Tour de France officials said they no longer consider Landis their champion -- and Landis' team has dropped him -- after a second test on his second urine sample Saturday showed elevated levels of testosterone.
Tour de France director Christian Prudhomme told The Associated Press that runner-up Oscar Pereiro would likely be declared the new winner. The UCI, the sports governing body, will ultimately decide whether to strip Landis, who officially remains the 2006 Tour de France champion
Landis has repeatedly denied doping. In a statement after the second test results, he said he would fight to clear his name. He told "Good Morning America" that he never used any performance-enhancing drugs during his career.
"I have never taken any banned substance, including testosterone," Landis said in a previous statement. "I was the strongest man at the Tour de France, and that is why I am the champion. I will fight these charges with the same determination and intensity that I bring to my training and racing. It is now my goal to clear my name and restore what I worked so hard to achieve."
The UCI said it would ask USA Cycling to open disciplinary proceedings against Landis.
Documentation from test results will be forwarded to the U.S. Anti-Doping Agency, which will then turn it over to a review panel.

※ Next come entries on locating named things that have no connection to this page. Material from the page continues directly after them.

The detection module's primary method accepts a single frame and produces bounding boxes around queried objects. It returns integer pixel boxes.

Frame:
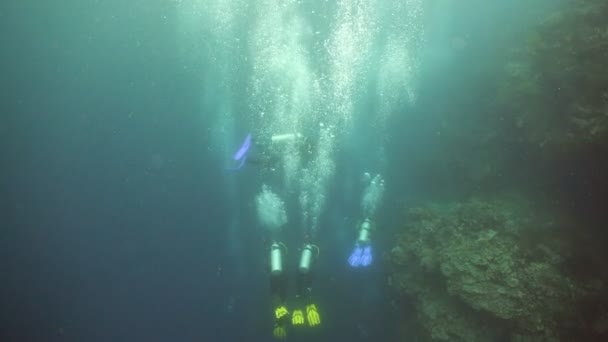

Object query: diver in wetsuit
[270,242,321,339]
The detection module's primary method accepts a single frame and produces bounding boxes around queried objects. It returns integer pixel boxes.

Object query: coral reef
[495,0,608,153]
[387,199,602,341]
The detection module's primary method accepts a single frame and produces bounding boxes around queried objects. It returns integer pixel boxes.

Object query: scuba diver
[348,172,384,267]
[348,218,372,267]
[227,133,313,171]
[270,241,321,339]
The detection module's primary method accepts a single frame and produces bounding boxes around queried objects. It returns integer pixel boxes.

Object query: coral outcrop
[387,200,590,341]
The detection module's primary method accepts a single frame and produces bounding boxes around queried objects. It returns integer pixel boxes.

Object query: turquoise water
[0,0,605,341]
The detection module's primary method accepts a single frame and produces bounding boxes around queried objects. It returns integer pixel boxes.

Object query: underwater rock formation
[387,199,598,341]
[495,0,608,153]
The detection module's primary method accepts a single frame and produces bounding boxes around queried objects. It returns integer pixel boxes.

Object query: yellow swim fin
[291,310,304,325]
[274,305,289,319]
[306,304,321,327]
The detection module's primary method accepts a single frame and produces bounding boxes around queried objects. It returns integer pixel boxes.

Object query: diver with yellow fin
[270,241,321,339]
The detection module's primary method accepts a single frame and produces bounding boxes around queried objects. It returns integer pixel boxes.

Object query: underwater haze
[0,0,608,342]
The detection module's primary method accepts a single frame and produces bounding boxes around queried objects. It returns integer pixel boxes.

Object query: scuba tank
[298,243,319,273]
[270,242,283,275]
[357,219,372,244]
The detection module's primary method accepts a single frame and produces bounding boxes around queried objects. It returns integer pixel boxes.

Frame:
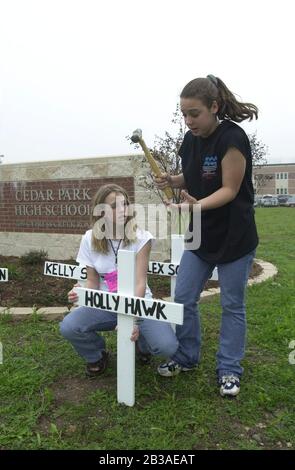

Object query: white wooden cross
[0,268,8,364]
[44,255,183,406]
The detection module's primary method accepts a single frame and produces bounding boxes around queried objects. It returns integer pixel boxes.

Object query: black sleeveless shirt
[179,120,258,263]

The USADA will ultimately decide if a two-year ban or another punishment is appropriate for Landis. He can accept the decision or begin an appeals process that can take up to six months and involve the Court of Arbitration for Sport.
Both of Landis' "A" and "B" samples turned up a testosterone/epitestosterone ratio of 11:1 -- far exceeding the 4:1 limit. Testosterone, a male sex hormone, helps build muscle and improve stamina. The urine tests on Landis were conducted July 20 after his Stage 17 victory during a grueling Alpine leg, when he regained nearly eight minutes against then-leader Pereiro and went on to win the Tour. The samples also contained synthetic testosterone, which indicates that it came from an outside source.
Landis and his defense team have offered various explanations for the high testosterone tests, such as cortisone shots taken for pain in his degenerating hip, drinking beer and whiskey the night before the tests, thyroid medication, and his natural metabolism.
"Number one, the whiskey idea was not mine from the beginning," he said. "And the dehydration was a theory from the lawyers, which I must say I hired in Spain to represent me at the opening of the sample but were not authorized by me to say something like that, and I'm disappointed with that and something has to be done with that."